Armor in neb can be degraded in specific areas by attacks, both penetrating and nonpenetrating. In specific terms: Armor health is stored as a texture mask layered across that takes localized damage only where it is hit.
Armor is layered across the hull equally, protecting turrets, radar panels, and thrusters to the same degree as everything else.
Mechanics
Armor Damage
Terminology
- Nominal armor (NA)
- NA is the actual thickness of the armor as listed in the hull description.
- Effective armor (EA)
- EA is based on the angle of the armor relative to the incoming projectile, increased from NA due to the projectile having to travel through more armor. This is capped at [math]\displaystyle{ 2.5\times }[/math] nominal armor. Some weapons ignore armor angling, so for these EA simply equals NA.
[math]\displaystyle{ \text{EA} = \min\left(\frac{\text{NA}}{\cos\theta}\, ,\, 2.5\times\text{NA}\right) }[/math]
- where [math]\displaystyle{ \theta }[/math] is the angle from the normal to the incoming projectile.
- Remaining armor (RA)
- RA is the remaining effective armor, i.e. EA times the current armor health in that location.
[math]\displaystyle{ \text{RA} = \text{current armor health fraction}\times\text{EA} }[/math]
- Armor Penetration (AP)
- AP is the base penetration stat of the weapon.
If [math]\displaystyle{ \text{AP} \geq \text{RA} }[/math] then the attack penetrates and shreds all the armor at that location.

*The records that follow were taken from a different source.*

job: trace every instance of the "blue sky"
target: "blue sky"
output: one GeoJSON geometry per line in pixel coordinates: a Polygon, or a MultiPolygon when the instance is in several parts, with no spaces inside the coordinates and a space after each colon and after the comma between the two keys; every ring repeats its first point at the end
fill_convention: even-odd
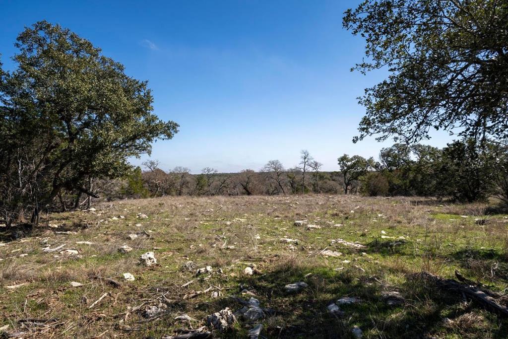
{"type": "MultiPolygon", "coordinates": [[[[341,18],[358,2],[0,0],[0,52],[12,68],[17,34],[45,19],[148,80],[155,113],[180,125],[153,145],[163,169],[258,170],[272,159],[291,167],[306,149],[336,170],[344,153],[376,156],[393,143],[351,141],[364,112],[356,98],[386,76],[350,72],[364,42],[341,18]]],[[[426,143],[450,140],[436,133],[426,143]]]]}

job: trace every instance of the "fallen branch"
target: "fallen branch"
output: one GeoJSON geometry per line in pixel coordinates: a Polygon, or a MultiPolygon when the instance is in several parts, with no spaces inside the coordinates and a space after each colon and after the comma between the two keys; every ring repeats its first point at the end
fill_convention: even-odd
{"type": "Polygon", "coordinates": [[[417,273],[416,275],[435,283],[442,289],[463,293],[464,295],[468,296],[486,309],[493,311],[500,316],[508,317],[508,308],[498,303],[494,297],[492,296],[495,295],[492,292],[484,291],[475,286],[461,284],[454,279],[444,279],[428,272],[421,272],[417,273]]]}
{"type": "Polygon", "coordinates": [[[94,306],[95,306],[96,305],[97,305],[97,304],[98,304],[99,302],[101,302],[101,300],[102,300],[104,298],[105,298],[107,295],[108,295],[107,292],[106,292],[106,293],[104,293],[104,294],[103,294],[102,295],[101,295],[100,298],[99,298],[99,299],[98,299],[97,300],[96,300],[95,301],[94,301],[93,303],[92,303],[91,305],[90,305],[88,307],[88,309],[91,309],[92,307],[93,307],[94,306]]]}

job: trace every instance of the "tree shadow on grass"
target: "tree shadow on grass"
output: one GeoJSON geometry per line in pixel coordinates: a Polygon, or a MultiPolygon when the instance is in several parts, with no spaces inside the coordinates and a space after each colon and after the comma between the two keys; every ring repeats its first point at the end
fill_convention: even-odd
{"type": "Polygon", "coordinates": [[[34,226],[31,224],[23,223],[10,227],[0,227],[0,242],[9,242],[23,238],[38,236],[46,231],[54,232],[77,232],[88,227],[88,225],[79,222],[62,224],[57,228],[48,225],[34,226]]]}
{"type": "MultiPolygon", "coordinates": [[[[251,323],[240,317],[239,324],[226,332],[215,333],[215,337],[246,337],[248,328],[261,323],[261,337],[328,338],[354,337],[351,329],[355,325],[363,330],[364,337],[430,338],[436,333],[455,330],[446,327],[445,317],[453,320],[475,310],[473,305],[464,307],[462,296],[443,292],[417,278],[408,279],[396,289],[388,289],[375,276],[358,271],[293,265],[259,275],[242,276],[236,281],[237,288],[225,291],[218,299],[188,301],[172,311],[190,314],[198,310],[204,317],[226,307],[234,312],[242,305],[229,295],[247,300],[252,293],[262,307],[275,313],[251,323]],[[300,281],[308,286],[297,293],[285,290],[287,284],[300,281]],[[392,306],[386,303],[382,292],[394,289],[405,296],[404,304],[392,306]],[[340,305],[342,316],[328,311],[328,305],[344,296],[359,298],[361,302],[340,305]]],[[[168,329],[174,323],[172,317],[162,319],[156,325],[159,336],[155,337],[170,334],[168,329]]],[[[500,332],[492,334],[501,337],[500,332]]]]}

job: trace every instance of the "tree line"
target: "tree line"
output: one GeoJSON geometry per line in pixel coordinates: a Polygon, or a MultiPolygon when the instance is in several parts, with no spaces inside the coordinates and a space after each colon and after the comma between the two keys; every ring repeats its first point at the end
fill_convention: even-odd
{"type": "MultiPolygon", "coordinates": [[[[381,149],[377,161],[344,154],[337,170],[322,171],[322,164],[307,150],[299,164],[286,169],[271,160],[255,171],[219,173],[210,167],[199,174],[177,167],[168,172],[156,160],[133,168],[106,195],[110,197],[166,195],[290,195],[306,193],[418,196],[472,202],[491,197],[508,204],[508,147],[467,139],[442,148],[396,143],[381,149]]],[[[101,184],[101,187],[108,187],[101,184]]]]}

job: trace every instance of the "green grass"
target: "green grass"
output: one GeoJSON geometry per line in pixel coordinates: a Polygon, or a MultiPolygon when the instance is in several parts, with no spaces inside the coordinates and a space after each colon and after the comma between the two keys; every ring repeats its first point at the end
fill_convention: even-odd
{"type": "MultiPolygon", "coordinates": [[[[453,278],[458,270],[504,292],[508,283],[508,220],[502,215],[481,215],[478,211],[484,205],[440,206],[412,200],[167,197],[116,202],[111,207],[108,203],[96,206],[96,213],[51,214],[45,221],[59,225],[58,228],[41,228],[12,241],[9,232],[2,232],[7,244],[0,247],[0,326],[8,324],[8,331],[23,331],[26,337],[159,338],[189,326],[174,320],[178,315],[196,319],[191,324],[196,328],[205,324],[208,315],[226,307],[240,308],[229,296],[246,300],[250,296],[242,294],[246,290],[263,307],[276,311],[262,321],[262,334],[268,338],[352,337],[355,325],[367,338],[505,337],[504,320],[464,302],[461,295],[439,291],[414,273],[425,270],[453,278]],[[138,213],[149,218],[137,219],[138,213]],[[124,219],[112,220],[120,215],[124,219]],[[488,222],[479,225],[475,218],[488,222]],[[302,220],[321,228],[293,226],[302,220]],[[337,224],[343,226],[333,226],[337,224]],[[77,233],[55,233],[62,230],[77,233]],[[128,239],[131,233],[139,238],[128,239]],[[297,239],[298,244],[279,240],[286,237],[297,239]],[[339,238],[365,248],[332,243],[339,238]],[[45,239],[46,244],[42,244],[45,239]],[[78,241],[94,244],[76,244],[78,241]],[[42,250],[62,243],[78,250],[80,257],[42,250]],[[119,253],[117,249],[124,243],[133,251],[119,253]],[[324,257],[321,252],[325,249],[342,255],[324,257]],[[139,256],[148,251],[155,252],[156,266],[138,265],[139,256]],[[19,257],[22,254],[28,255],[19,257]],[[196,268],[183,268],[189,261],[196,268]],[[261,274],[244,275],[243,269],[250,264],[261,274]],[[196,276],[196,269],[207,265],[212,267],[212,273],[196,276]],[[134,274],[135,281],[123,281],[122,273],[126,272],[134,274]],[[112,286],[108,278],[122,286],[112,286]],[[190,281],[194,282],[181,287],[190,281]],[[71,281],[84,286],[72,287],[71,281]],[[286,284],[298,281],[308,287],[298,293],[285,291],[286,284]],[[24,282],[28,284],[7,288],[24,282]],[[209,292],[189,297],[210,287],[209,292]],[[218,298],[211,297],[214,291],[218,298]],[[388,306],[381,296],[386,291],[400,292],[405,303],[388,306]],[[105,293],[107,296],[89,309],[105,293]],[[362,302],[341,306],[342,317],[327,311],[327,305],[345,296],[362,302]],[[129,312],[140,305],[139,311],[129,312]],[[164,309],[164,315],[144,318],[143,310],[152,305],[164,309]],[[58,322],[45,327],[20,322],[35,318],[58,322]]],[[[241,320],[228,332],[216,335],[244,337],[255,324],[241,320]]]]}

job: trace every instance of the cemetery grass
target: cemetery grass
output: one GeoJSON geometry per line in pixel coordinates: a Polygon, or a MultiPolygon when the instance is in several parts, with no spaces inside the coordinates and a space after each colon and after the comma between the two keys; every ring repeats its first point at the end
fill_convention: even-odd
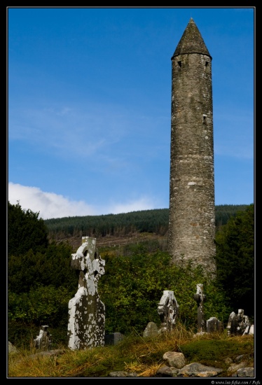
{"type": "Polygon", "coordinates": [[[254,335],[228,337],[221,332],[196,335],[183,325],[169,333],[143,337],[135,330],[116,345],[71,351],[60,346],[54,356],[36,355],[34,348],[20,349],[8,356],[8,377],[109,377],[111,372],[135,372],[137,377],[156,377],[165,365],[167,351],[184,354],[186,363],[193,362],[223,369],[218,377],[230,377],[226,358],[242,354],[247,366],[254,366],[254,335]]]}

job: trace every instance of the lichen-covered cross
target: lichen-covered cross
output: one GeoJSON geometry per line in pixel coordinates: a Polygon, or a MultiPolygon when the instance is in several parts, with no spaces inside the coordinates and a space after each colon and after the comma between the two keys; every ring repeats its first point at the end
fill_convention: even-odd
{"type": "Polygon", "coordinates": [[[194,300],[198,304],[198,332],[204,332],[205,329],[204,320],[204,302],[206,300],[206,296],[204,294],[203,285],[197,284],[197,292],[194,294],[194,300]]]}

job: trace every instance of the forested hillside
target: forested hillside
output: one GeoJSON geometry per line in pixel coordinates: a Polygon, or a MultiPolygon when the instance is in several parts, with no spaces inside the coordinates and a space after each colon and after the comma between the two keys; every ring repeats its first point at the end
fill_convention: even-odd
{"type": "MultiPolygon", "coordinates": [[[[228,210],[226,206],[221,207],[225,209],[220,211],[221,214],[231,212],[231,216],[224,225],[218,225],[215,280],[204,274],[201,266],[195,268],[190,263],[183,266],[171,263],[170,255],[159,241],[161,237],[149,232],[153,231],[149,225],[153,223],[154,214],[158,218],[158,212],[167,214],[167,210],[90,217],[97,219],[97,223],[99,219],[110,218],[111,228],[117,224],[113,219],[120,218],[123,231],[128,225],[132,231],[145,232],[130,236],[128,244],[122,244],[121,247],[112,244],[99,248],[106,262],[99,288],[106,309],[106,333],[128,334],[134,328],[142,333],[149,321],[159,323],[157,304],[164,290],[174,290],[181,321],[186,328],[195,329],[197,303],[193,298],[199,282],[203,284],[208,299],[205,308],[207,319],[216,316],[226,326],[231,312],[244,309],[253,322],[254,204],[245,209],[244,206],[237,206],[237,212],[235,206],[228,206],[228,210]]],[[[86,220],[86,217],[75,218],[86,220]]],[[[220,220],[222,218],[223,215],[220,220]]],[[[74,229],[74,221],[67,219],[74,229]]],[[[62,220],[53,220],[59,223],[62,220]]],[[[22,210],[19,203],[8,202],[8,340],[15,345],[25,341],[29,345],[40,325],[52,328],[54,345],[61,342],[67,344],[68,303],[78,284],[78,273],[71,269],[70,262],[71,253],[81,242],[78,238],[78,246],[73,248],[67,239],[65,242],[48,240],[44,222],[38,213],[22,210]]],[[[103,239],[108,237],[111,239],[103,239]]]]}
{"type": "MultiPolygon", "coordinates": [[[[216,229],[225,225],[237,211],[244,210],[247,206],[247,204],[216,206],[216,229]]],[[[101,238],[126,236],[135,232],[165,235],[168,231],[168,209],[158,209],[120,214],[63,217],[47,219],[44,222],[50,238],[82,235],[101,238]]]]}

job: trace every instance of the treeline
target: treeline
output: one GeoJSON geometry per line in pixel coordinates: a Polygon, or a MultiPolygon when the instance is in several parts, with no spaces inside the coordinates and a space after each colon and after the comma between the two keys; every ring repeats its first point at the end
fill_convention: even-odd
{"type": "MultiPolygon", "coordinates": [[[[247,204],[222,204],[215,206],[216,227],[225,225],[247,204]]],[[[165,235],[168,231],[169,209],[156,209],[126,214],[71,216],[44,220],[50,238],[57,235],[103,237],[121,237],[134,232],[153,232],[165,235]]]]}
{"type": "MultiPolygon", "coordinates": [[[[22,210],[19,203],[8,202],[8,340],[15,346],[29,345],[39,326],[48,325],[53,346],[67,344],[68,303],[76,292],[79,274],[70,267],[72,247],[67,241],[48,241],[44,221],[37,213],[22,210]]],[[[105,274],[99,293],[106,308],[106,334],[128,334],[134,328],[142,333],[148,322],[160,324],[157,307],[164,290],[174,290],[181,321],[195,329],[193,298],[199,282],[207,295],[206,319],[216,316],[226,326],[231,312],[244,309],[252,322],[254,230],[254,204],[219,229],[214,280],[202,267],[177,266],[167,253],[159,248],[150,252],[143,242],[129,245],[128,255],[119,255],[116,248],[104,250],[101,256],[105,274]]]]}

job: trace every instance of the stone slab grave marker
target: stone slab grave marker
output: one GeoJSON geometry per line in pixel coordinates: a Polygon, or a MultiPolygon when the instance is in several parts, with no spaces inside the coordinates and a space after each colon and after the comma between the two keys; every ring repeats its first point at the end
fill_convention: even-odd
{"type": "Polygon", "coordinates": [[[211,317],[207,321],[207,332],[221,332],[223,323],[216,318],[211,317]]]}
{"type": "Polygon", "coordinates": [[[194,294],[194,300],[198,304],[198,332],[205,332],[204,302],[206,300],[206,296],[204,294],[202,284],[197,284],[197,292],[194,294]]]}
{"type": "Polygon", "coordinates": [[[104,265],[96,239],[82,237],[82,245],[71,260],[71,268],[79,270],[78,289],[69,302],[68,346],[72,350],[104,344],[105,308],[97,292],[104,265]]]}
{"type": "Polygon", "coordinates": [[[160,332],[170,332],[174,329],[179,308],[174,291],[164,290],[158,306],[158,313],[162,322],[160,332]]]}
{"type": "Polygon", "coordinates": [[[249,326],[250,323],[249,318],[244,314],[244,310],[242,309],[238,309],[237,314],[236,314],[235,312],[232,312],[229,316],[228,326],[226,327],[228,335],[243,335],[244,332],[247,332],[247,329],[249,330],[249,326]]]}
{"type": "Polygon", "coordinates": [[[49,333],[48,329],[49,326],[48,325],[43,325],[41,326],[39,335],[34,340],[34,347],[36,349],[41,349],[42,350],[49,350],[52,346],[52,335],[49,333]]]}

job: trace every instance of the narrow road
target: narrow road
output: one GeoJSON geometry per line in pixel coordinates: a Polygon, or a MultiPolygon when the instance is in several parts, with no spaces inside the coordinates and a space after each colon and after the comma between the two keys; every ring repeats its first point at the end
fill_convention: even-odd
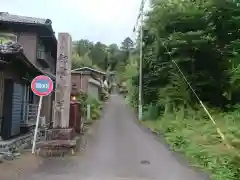
{"type": "MultiPolygon", "coordinates": [[[[26,180],[206,180],[144,131],[118,95],[112,95],[80,156],[44,160],[26,180]]],[[[0,178],[1,179],[1,178],[0,178]]],[[[5,180],[5,179],[4,179],[5,180]]],[[[13,180],[13,179],[11,179],[13,180]]]]}

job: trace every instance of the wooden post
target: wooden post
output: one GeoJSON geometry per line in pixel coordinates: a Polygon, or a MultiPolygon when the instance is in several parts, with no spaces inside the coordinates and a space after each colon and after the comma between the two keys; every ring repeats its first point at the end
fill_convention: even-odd
{"type": "Polygon", "coordinates": [[[72,38],[58,34],[54,128],[69,128],[72,38]]]}

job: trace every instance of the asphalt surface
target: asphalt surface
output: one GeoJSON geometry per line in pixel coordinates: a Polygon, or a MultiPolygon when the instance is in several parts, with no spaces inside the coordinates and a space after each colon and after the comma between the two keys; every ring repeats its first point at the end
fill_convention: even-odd
{"type": "MultiPolygon", "coordinates": [[[[41,160],[34,169],[23,172],[16,179],[207,180],[143,130],[118,95],[110,97],[102,119],[91,129],[84,153],[41,160]]],[[[0,179],[14,180],[1,178],[1,173],[0,179]]]]}

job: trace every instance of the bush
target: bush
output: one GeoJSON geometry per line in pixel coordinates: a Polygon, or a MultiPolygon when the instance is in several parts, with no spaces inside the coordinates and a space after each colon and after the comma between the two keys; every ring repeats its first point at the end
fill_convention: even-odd
{"type": "Polygon", "coordinates": [[[182,109],[145,124],[162,132],[174,151],[184,153],[191,163],[211,174],[213,180],[240,179],[240,114],[213,113],[218,126],[235,149],[228,149],[213,123],[202,111],[182,109]]]}

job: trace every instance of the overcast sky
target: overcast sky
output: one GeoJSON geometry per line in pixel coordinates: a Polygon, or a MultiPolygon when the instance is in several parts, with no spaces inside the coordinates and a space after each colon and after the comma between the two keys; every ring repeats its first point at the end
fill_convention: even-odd
{"type": "Polygon", "coordinates": [[[49,18],[73,40],[119,44],[133,36],[141,0],[1,0],[0,12],[49,18]]]}

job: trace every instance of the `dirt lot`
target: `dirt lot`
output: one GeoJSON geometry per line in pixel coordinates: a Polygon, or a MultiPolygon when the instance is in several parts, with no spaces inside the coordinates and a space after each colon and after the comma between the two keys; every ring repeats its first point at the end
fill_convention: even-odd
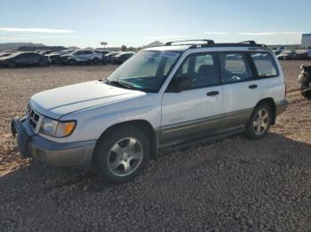
{"type": "Polygon", "coordinates": [[[282,62],[290,106],[268,136],[165,154],[129,183],[22,159],[9,122],[34,93],[108,66],[0,70],[0,231],[311,231],[311,102],[299,61],[282,62]]]}

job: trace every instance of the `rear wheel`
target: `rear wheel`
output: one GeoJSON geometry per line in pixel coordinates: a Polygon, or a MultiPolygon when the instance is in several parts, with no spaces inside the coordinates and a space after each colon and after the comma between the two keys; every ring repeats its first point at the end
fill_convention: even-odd
{"type": "Polygon", "coordinates": [[[98,65],[100,64],[100,59],[98,58],[93,58],[93,64],[98,65]]]}
{"type": "Polygon", "coordinates": [[[251,139],[265,137],[270,128],[272,121],[271,107],[267,104],[260,104],[256,106],[245,125],[244,135],[251,139]]]}
{"type": "Polygon", "coordinates": [[[150,145],[141,130],[116,128],[100,140],[94,155],[93,165],[104,181],[121,183],[143,170],[149,159],[150,145]]]}

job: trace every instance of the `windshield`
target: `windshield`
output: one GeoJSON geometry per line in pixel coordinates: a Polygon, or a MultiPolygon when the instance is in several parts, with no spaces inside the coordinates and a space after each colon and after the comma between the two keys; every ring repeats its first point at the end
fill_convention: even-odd
{"type": "Polygon", "coordinates": [[[132,89],[157,92],[180,53],[169,50],[140,51],[112,73],[108,77],[108,83],[122,82],[132,89]]]}

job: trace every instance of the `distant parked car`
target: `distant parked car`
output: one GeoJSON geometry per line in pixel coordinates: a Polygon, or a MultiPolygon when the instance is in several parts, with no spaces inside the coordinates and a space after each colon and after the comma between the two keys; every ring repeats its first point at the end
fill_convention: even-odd
{"type": "Polygon", "coordinates": [[[273,52],[275,54],[275,56],[278,56],[282,53],[282,50],[274,50],[273,52]]]}
{"type": "Polygon", "coordinates": [[[104,56],[103,60],[106,64],[112,64],[112,61],[114,59],[114,56],[116,56],[116,54],[118,54],[117,52],[110,52],[108,53],[104,56]]]}
{"type": "Polygon", "coordinates": [[[63,50],[56,52],[52,52],[47,56],[51,59],[52,64],[59,65],[60,64],[60,56],[70,54],[73,51],[74,51],[73,50],[63,50]]]}
{"type": "Polygon", "coordinates": [[[41,54],[41,55],[49,55],[49,54],[51,54],[52,52],[53,52],[53,51],[48,50],[43,50],[43,51],[39,52],[39,54],[41,54]]]}
{"type": "Polygon", "coordinates": [[[15,53],[15,51],[0,52],[0,58],[4,58],[15,53]]]}
{"type": "Polygon", "coordinates": [[[76,65],[78,63],[100,64],[102,59],[100,52],[95,52],[93,50],[76,50],[69,54],[60,56],[61,63],[68,65],[76,65]]]}
{"type": "Polygon", "coordinates": [[[126,60],[128,60],[130,58],[132,58],[135,53],[129,51],[129,52],[123,52],[120,54],[117,54],[114,56],[113,58],[113,63],[114,64],[123,64],[126,60]]]}
{"type": "Polygon", "coordinates": [[[308,59],[308,56],[306,50],[283,50],[277,58],[280,60],[308,59]]]}
{"type": "Polygon", "coordinates": [[[10,56],[0,58],[0,66],[45,66],[49,64],[49,58],[36,52],[16,52],[10,56]]]}

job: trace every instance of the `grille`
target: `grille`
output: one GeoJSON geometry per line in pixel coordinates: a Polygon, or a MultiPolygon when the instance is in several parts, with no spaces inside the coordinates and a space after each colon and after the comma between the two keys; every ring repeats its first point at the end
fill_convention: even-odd
{"type": "Polygon", "coordinates": [[[30,105],[27,107],[27,120],[28,126],[34,131],[36,131],[39,125],[40,114],[38,114],[30,105]]]}

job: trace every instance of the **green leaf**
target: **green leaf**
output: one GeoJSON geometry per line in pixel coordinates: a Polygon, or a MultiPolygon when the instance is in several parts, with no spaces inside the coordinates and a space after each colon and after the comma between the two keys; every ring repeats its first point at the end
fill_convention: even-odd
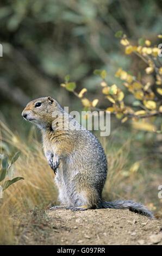
{"type": "Polygon", "coordinates": [[[101,73],[101,76],[102,79],[104,79],[107,76],[107,71],[105,70],[103,70],[101,73]]]}
{"type": "Polygon", "coordinates": [[[6,176],[7,169],[5,168],[3,168],[0,170],[0,181],[2,181],[6,176]]]}
{"type": "Polygon", "coordinates": [[[5,156],[4,159],[2,160],[2,167],[7,169],[8,167],[9,164],[8,162],[8,157],[5,156]]]}
{"type": "Polygon", "coordinates": [[[66,75],[65,77],[65,80],[66,82],[68,82],[70,80],[70,75],[66,75]]]}
{"type": "Polygon", "coordinates": [[[135,100],[133,102],[133,106],[134,106],[135,107],[137,107],[138,106],[139,106],[141,104],[141,102],[139,100],[135,100]]]}
{"type": "Polygon", "coordinates": [[[95,75],[98,75],[99,76],[100,76],[101,72],[102,72],[102,70],[100,70],[100,69],[96,69],[94,71],[94,74],[95,75]]]}
{"type": "Polygon", "coordinates": [[[7,170],[7,175],[10,180],[11,180],[13,177],[14,167],[10,166],[7,170]]]}
{"type": "Polygon", "coordinates": [[[141,45],[142,46],[142,45],[144,45],[144,44],[145,44],[145,40],[146,39],[145,39],[145,38],[139,38],[138,40],[139,45],[141,45]]]}
{"type": "Polygon", "coordinates": [[[74,82],[68,83],[66,84],[66,88],[70,92],[72,92],[76,88],[76,84],[74,82]]]}
{"type": "Polygon", "coordinates": [[[16,162],[16,160],[17,160],[17,159],[18,159],[20,156],[20,154],[21,154],[21,152],[20,151],[17,152],[17,153],[15,154],[15,155],[14,155],[14,156],[13,157],[11,160],[11,165],[13,164],[13,163],[15,163],[15,162],[16,162]]]}
{"type": "Polygon", "coordinates": [[[11,180],[7,180],[6,181],[4,182],[4,184],[2,185],[3,190],[4,191],[6,190],[8,187],[9,187],[9,186],[10,186],[11,185],[13,184],[15,182],[16,182],[20,180],[24,180],[24,178],[16,177],[16,178],[14,178],[14,179],[13,179],[11,180]]]}
{"type": "Polygon", "coordinates": [[[3,159],[4,157],[4,155],[2,155],[2,154],[0,154],[0,159],[3,159]]]}
{"type": "Polygon", "coordinates": [[[121,38],[123,33],[123,31],[121,30],[119,31],[117,31],[117,32],[116,32],[116,33],[115,34],[115,36],[116,38],[121,38]]]}

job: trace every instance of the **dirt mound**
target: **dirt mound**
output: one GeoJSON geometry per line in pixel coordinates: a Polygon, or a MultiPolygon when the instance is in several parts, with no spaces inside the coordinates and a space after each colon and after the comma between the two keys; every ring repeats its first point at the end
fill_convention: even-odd
{"type": "Polygon", "coordinates": [[[52,245],[162,245],[160,221],[128,210],[48,211],[52,245]]]}
{"type": "Polygon", "coordinates": [[[162,245],[160,222],[128,210],[34,210],[20,218],[15,244],[162,245]]]}

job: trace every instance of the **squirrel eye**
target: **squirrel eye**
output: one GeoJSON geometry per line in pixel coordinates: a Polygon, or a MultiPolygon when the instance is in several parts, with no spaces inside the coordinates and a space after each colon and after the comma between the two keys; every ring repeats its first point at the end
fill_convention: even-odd
{"type": "Polygon", "coordinates": [[[40,107],[41,105],[42,105],[42,103],[41,102],[37,102],[35,104],[35,107],[40,107]]]}

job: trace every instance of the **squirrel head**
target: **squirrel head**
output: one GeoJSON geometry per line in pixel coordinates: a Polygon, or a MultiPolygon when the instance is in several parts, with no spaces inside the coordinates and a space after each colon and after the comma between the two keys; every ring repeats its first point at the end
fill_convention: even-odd
{"type": "Polygon", "coordinates": [[[61,107],[52,97],[42,97],[29,102],[22,115],[41,130],[51,129],[55,116],[61,111],[61,107]]]}

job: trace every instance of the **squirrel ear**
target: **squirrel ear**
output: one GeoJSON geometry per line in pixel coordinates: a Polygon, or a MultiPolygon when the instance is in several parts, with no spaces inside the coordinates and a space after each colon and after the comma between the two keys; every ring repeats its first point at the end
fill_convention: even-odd
{"type": "Polygon", "coordinates": [[[54,102],[54,100],[51,97],[48,97],[48,100],[49,100],[51,104],[52,104],[54,102]]]}

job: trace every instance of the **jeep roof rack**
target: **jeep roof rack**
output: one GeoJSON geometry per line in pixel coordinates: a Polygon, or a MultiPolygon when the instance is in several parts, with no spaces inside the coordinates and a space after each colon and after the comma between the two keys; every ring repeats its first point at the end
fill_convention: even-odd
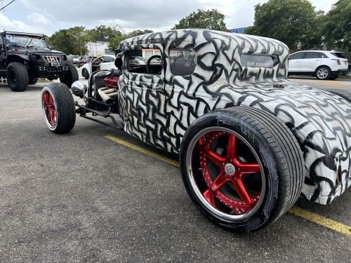
{"type": "Polygon", "coordinates": [[[22,35],[22,36],[44,36],[44,34],[17,32],[15,31],[6,31],[6,30],[4,30],[4,34],[9,34],[22,35]]]}

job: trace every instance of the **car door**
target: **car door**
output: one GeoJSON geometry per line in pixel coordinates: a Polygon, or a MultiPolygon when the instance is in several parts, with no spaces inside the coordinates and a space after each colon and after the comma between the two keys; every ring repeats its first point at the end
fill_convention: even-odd
{"type": "MultiPolygon", "coordinates": [[[[161,43],[127,46],[123,52],[123,75],[119,81],[120,114],[126,131],[145,142],[168,149],[165,129],[164,63],[161,43]],[[152,51],[159,53],[160,63],[149,58],[147,65],[134,63],[135,58],[152,51]]],[[[159,58],[157,57],[157,58],[159,58]]]]}
{"type": "Polygon", "coordinates": [[[316,69],[321,65],[323,53],[320,52],[305,52],[301,62],[301,71],[304,72],[314,72],[316,69]]]}
{"type": "Polygon", "coordinates": [[[172,149],[178,150],[187,128],[197,117],[204,114],[204,101],[207,98],[194,95],[196,85],[192,80],[197,79],[197,76],[192,74],[197,66],[197,56],[194,43],[186,41],[173,42],[167,46],[165,55],[166,129],[172,149]]]}
{"type": "Polygon", "coordinates": [[[298,72],[300,71],[301,62],[304,54],[304,52],[297,52],[290,55],[289,58],[289,72],[298,72]]]}

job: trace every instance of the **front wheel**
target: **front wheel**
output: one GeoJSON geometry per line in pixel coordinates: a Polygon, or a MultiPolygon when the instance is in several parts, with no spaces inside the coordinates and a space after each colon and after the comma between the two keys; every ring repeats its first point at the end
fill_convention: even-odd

If not, then the armor is damaged according to the process below.
Ricochet
Shells can ricochet off of armor at steep angles with reduced shredding and a visual effect.
If a shell does not have the AP to penetrate, it will ricochet if the angle to the normal is greater than 80 degrees:
[math]\displaystyle{ \text{ricochet if}\quad \theta\geq 80^\circ }[/math]
Damage types that ignore armor angling will not ricochet under any case (as those attacks are always treated as hitting perpendicular to the plate regardless of the actual hit angle).
Damage Formula
For shells that do not ignore armor angling, AP is modified based on the impact angle and amount of armor remaining. Simply, AP is scaled by the fraction of itself over RA.
Putting it all together, the actual shredding applied to the armor is
[math]\displaystyle{ \text{actualDamage} = \text{AP}*\rho*\min\left(\frac{\text{AP}}{\text{RA}}\, ,\, 1\right) }[/math]
- where [math]\displaystyle{ \rho }[/math] is 0.2 if the shot ricochets or 1 if it does not. Then [math]\displaystyle{ \text{actualDamage} }[/math] is shredded from the armor in a rough circle across the armor shredding radius centered at the point of impact.
For example, a 120mm AP Shell strikes a Solomon at at 30 degree angle from the normal.
- AP = 45 cm.
- EA = NA / cos(30) = 60.0 cm.
- RA = EA (because this Solomon has not taken any hits there)
- Does not ricochet.
Then the actualDamage done is [math]\displaystyle{ \text{actualDamage} = 45 \times \frac{45}{60.0} = 33.7\, \text{cm} }[/math]. So the Solomon would have 18.3 cm of armor remaining in that spot.
- Note that even if armor is reduced to zero, the attack will not penetrate unless the earlier [math]\displaystyle{ \text{AP} \geq \text{RA} }[/math] condition is fulfilled. This generally happens at steeper angles, eg 60cm pen vs 52cm armor at 30 degrees will not penetrate, but will fully strip armor.[needs confirmation]
- HEI warheads (for missiles, rockets, mines), beams, and Plasma ignore armor angle. This additionally ignores much of the actual damage formula, so 45cm of pen from an attack that ignores angling will always strip 45cm from the armor, regardless of angle or armor thickness [footnotes 1]
Notes
- ↑ Damage types ignoring angling appears to be a property of the damage type rather than a serializable field in most cases.